The Rules and Regulations of the Board of Directors defines the functions and powers designated to each committee. Furthermore, in January 2019, the board of directors approved a specific regulation for the Audit and Regulatory Compliance committee,

following the recommendations defined by the regulator and to equip it with greater functional independence. These regulations are available on the Company’s corporate website. Further, the board intends to draw up similar rules and regulations for its other committees within the next few years.

The board of directors has pledged to continue strengthening the composition and performance of its committees so that they may better support the board in their respective spheres of influence, according to national and international best practices. With this objective in mind, the board incorporated the new directors at the 2019 annual general meeting on the basis of their knowledge and experience. There were no departures of board committee members in 2019.

The current composition of each committee can be consulted on the Bank's website.

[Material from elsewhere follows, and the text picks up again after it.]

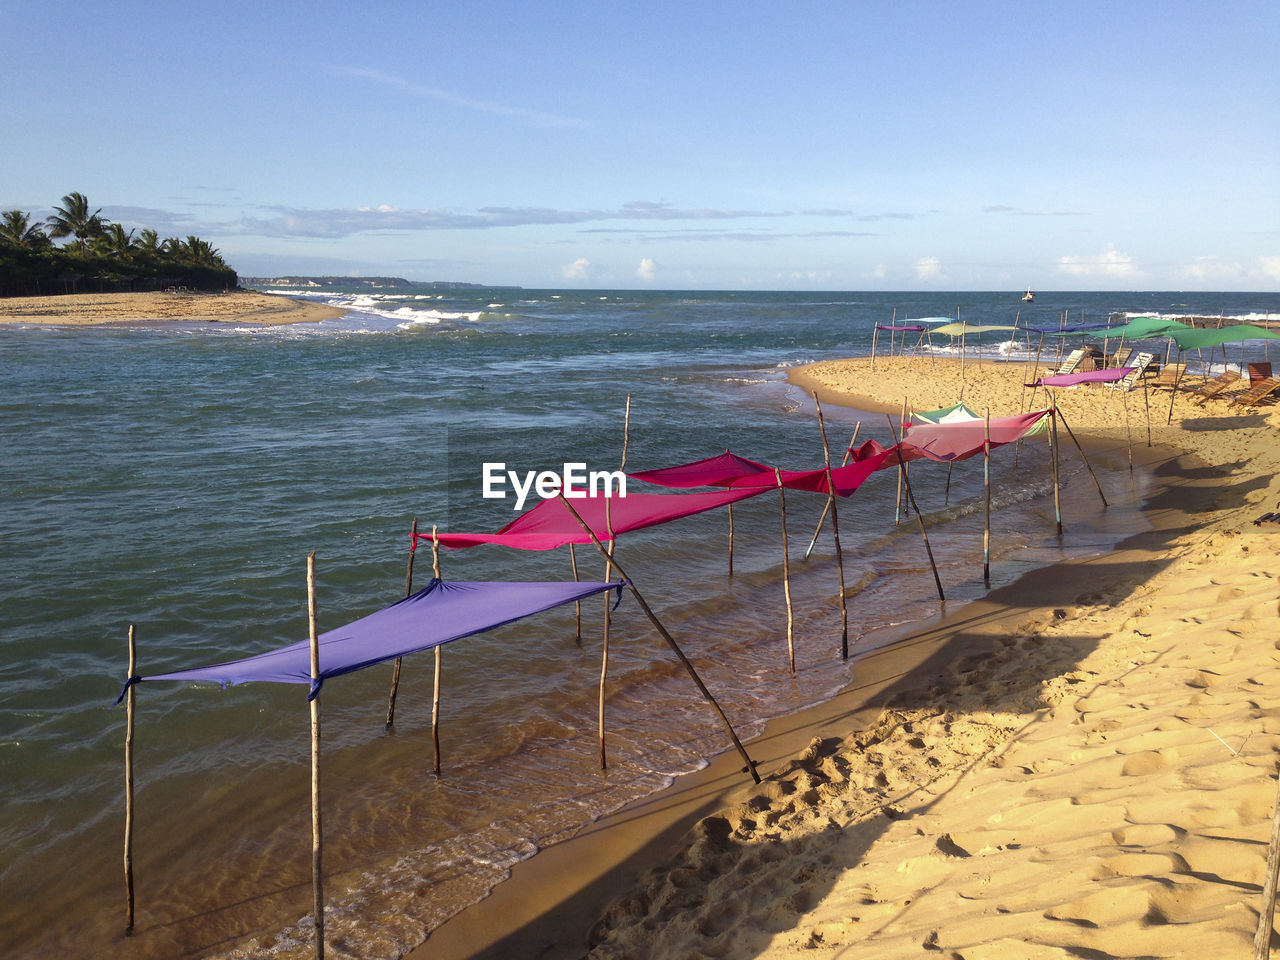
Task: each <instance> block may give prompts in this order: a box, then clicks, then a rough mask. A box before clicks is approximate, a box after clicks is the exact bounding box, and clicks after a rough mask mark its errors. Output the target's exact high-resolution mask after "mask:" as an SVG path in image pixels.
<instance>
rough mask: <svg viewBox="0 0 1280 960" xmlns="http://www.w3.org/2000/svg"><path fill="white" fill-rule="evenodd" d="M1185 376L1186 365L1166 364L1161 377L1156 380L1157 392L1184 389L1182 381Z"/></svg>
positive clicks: (1158, 376)
mask: <svg viewBox="0 0 1280 960" xmlns="http://www.w3.org/2000/svg"><path fill="white" fill-rule="evenodd" d="M1185 375H1187V365H1185V364H1165V365H1164V366H1162V367H1161V369H1160V376H1157V378H1156V383H1155V387H1156V389H1157V390H1172V389H1183V388H1181V381H1183V378H1184V376H1185Z"/></svg>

Assessment of the board and its committees

The board of directors is firmly committed to improving its own operation and that of its committees. It has therefore asked an independent external expert to conduct their annual evaluation for 2019, as it was decided in 2015 that this evaluation process would be entrusted to an external expert every three years. This report contains a specific chapter on the evaluation of the board and its committees, explaining changes in their membership and remit, as well as the result or impact of those changes. No deficiencies have been detected that would have otherwise prompted the board of directors to approve an action plan to remedy them. However, certain areas for improvement were spotted that would make the governing bodies more efficient in their operation.

Director remuneration

The main principles and components of director remuneration are detailed in the director remuneration policy for 2019, 2020 and 2021, approved at the annual general meeting held in March 2019. A description is also found in the annual director remuneration report that is submitted for consultation at the annual general meeting each year.

Both the director remuneration report and the annual report provide individualised information on the remuneration received by each director, showing the amounts corresponding to each remuneration item. These items appear also individually in the report as well as the remuneration that corresponds to the executive duties entrusted to the Bank's executive directors.